Вынырнула из-под ног палуба, качнулись мачты. Снова теснота, пусть не конуры – уютной каютки, любовно облицованной тёмным дорогим деревом; по лакированным панелям, запрыгивая на треугольники красно-бархатных, с золотою бахромой, победных вымпелов, плясали зайчики, возвращали тошнотворные ощущения качки. Влади сжалился, задёрнул шторку иллюминатора; откидной столик, за которым они уселись, утонул в оранжевом сумраке. Влади потянулся к фляжке с коньяком.
– Спасибо, – мотнул головой Соснин.
– Тебе спасибо, выручил! – поглаживал прозрачную, из тонкого плексигласа, обложку, в неё была вшита глава для сочинения Григория Васильевича, – мало, что клевреты персека затерзали звонками, так вдобавок душу поганец-Салзанов вымотал, выколачивал и для своей установочной предъюбилейной статьи материалы, смольнинские комиссары, оседлав, уже не слезают.

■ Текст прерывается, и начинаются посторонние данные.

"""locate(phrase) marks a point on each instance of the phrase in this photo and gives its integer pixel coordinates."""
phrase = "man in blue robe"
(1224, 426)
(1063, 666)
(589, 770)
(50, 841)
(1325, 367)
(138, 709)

– Ну, не позволял бы себя седлать.
– В шахматах жертвуют качеством ради инициативы на другом фланге, не так ли?
– Так, когда ты играешь, но не когда играют тобою.
– Расстроился, обиделся, что попал как кур в ощип, Ил? Не обессудь, в то случайное окно следствие мёртвой хваткой вцепилось – зубы органам не в силах моих разжать, хотя, докладывая на Юбилейном Комитете, попробую. И – конфиденциально. – Там копали и раскопали идейные грешки твоей туманной юности. Ущербные плакатики малевал, абстракционистов славил? И с тех беспутных пор друзья у тебя сомнительные, вот, Анатолия выдворяют… так-то, засветился неосторожно, меня, доверчивого, с безапелляционными лекциями подставил, сам попал под горячую тяжёлую руку с метлой, так-то, город к юбилею очищают от сомнительных элементов. Но с тобою, Ил, ситуация обоюдоострая, не дрейфь, суровый приговор и наверху никому не выгоден: что, если ещё выше, в кремлёвских покоях, спросят – сами-то вы такое безобразие зачем допустили? И за ушко, на солнышко. Ага, – укреплялся в догадке Соснин, – суровый приговор сорвал бы Филозову перевод с повышением, он явно готовится богемный берет снимать… развивает инициативу на другом фланге.